U.S. Senators Chris Murphy (D-Conn.) & Bob Corker (R-Tenn.)

Our nation’s transportation system is vital to driving growth, connecting commerce and trade and ensuring the public’s safety. This summer, the federal Highway Trust Fund (HTF) will run out of money to pay for transportation projects, which could imperil approximately 660,000 jobs next year and create a $160 billion hole in state transportation budgets over the next decade at a time when they can least afford it.

We are left with three options:

  1. We can repair our crumbling roads and pay for it today.
  2. We can borrow more money on the backs of future generations.
  3. We can stop road projects across the country.

Our proposal would be to create a long-term, stable funding mechanism for our nation’s critical highway and transit projects while providing an equivalent amount of tax relief for American families and businesses.

Long-Term Funding for the Highway Trust Fund

In the last few years, Congress has allowed the HTF to become one of the largest budgeting failures in the federal government. Spending from the trust fund has far outpaced revenues in recent years, taking us away from our traditional user fee, pay-as-you-go transportation funding model.

Instead of enacting a permanent solution to this problem, Congress has transferred more than $50 billion of general fund dollars into the fund, raising the deficit and leaving future generations to pay for the transportation improvements we are making today. Spending from the HTF is now projected to outpace revenues by over $160 billion in the next decade.

Solving the Problem

To solve this problem, we propose:

  • Increasing the federal gasoline and diesel taxes by six cents in each of the next two years for a total of 12 cents. This provides enough funding to offset current MAP-21 spending levels over the next 10 years and replaces all of the buying power the federal gas tax has lost since it was last raised in 1993.
  • Indexing the gas tax to inflation, using the Consumer Price Index (CPI), to ensure that it remains viable into the future.

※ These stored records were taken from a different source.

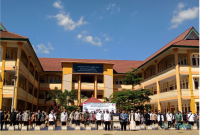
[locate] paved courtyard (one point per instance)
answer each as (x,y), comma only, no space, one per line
(147,132)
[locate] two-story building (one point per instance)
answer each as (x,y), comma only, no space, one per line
(172,73)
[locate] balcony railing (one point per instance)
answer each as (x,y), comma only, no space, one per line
(50,86)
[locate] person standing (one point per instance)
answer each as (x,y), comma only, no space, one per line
(77,117)
(178,118)
(26,117)
(111,123)
(123,118)
(132,121)
(154,118)
(169,119)
(38,118)
(1,118)
(52,118)
(107,120)
(64,117)
(98,118)
(160,119)
(137,118)
(147,118)
(191,118)
(13,117)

To offset the revenue raised from increasing the gas tax to pay for our roads and transportation projects, we should look at ways to provide net tax relief for American families and businesses. Tax relief could include:

  • Permanently extending some of the tax provisions in the “tax extenders” bill that already have broad, bipartisan support. This could create an estimated $190 billion in permanent tax relief for American families and businesses over the next 10 years alone.
  • OR another bipartisan proposal to reduce taxes by at least the amount of revenue raised from the gas tax over the next decade.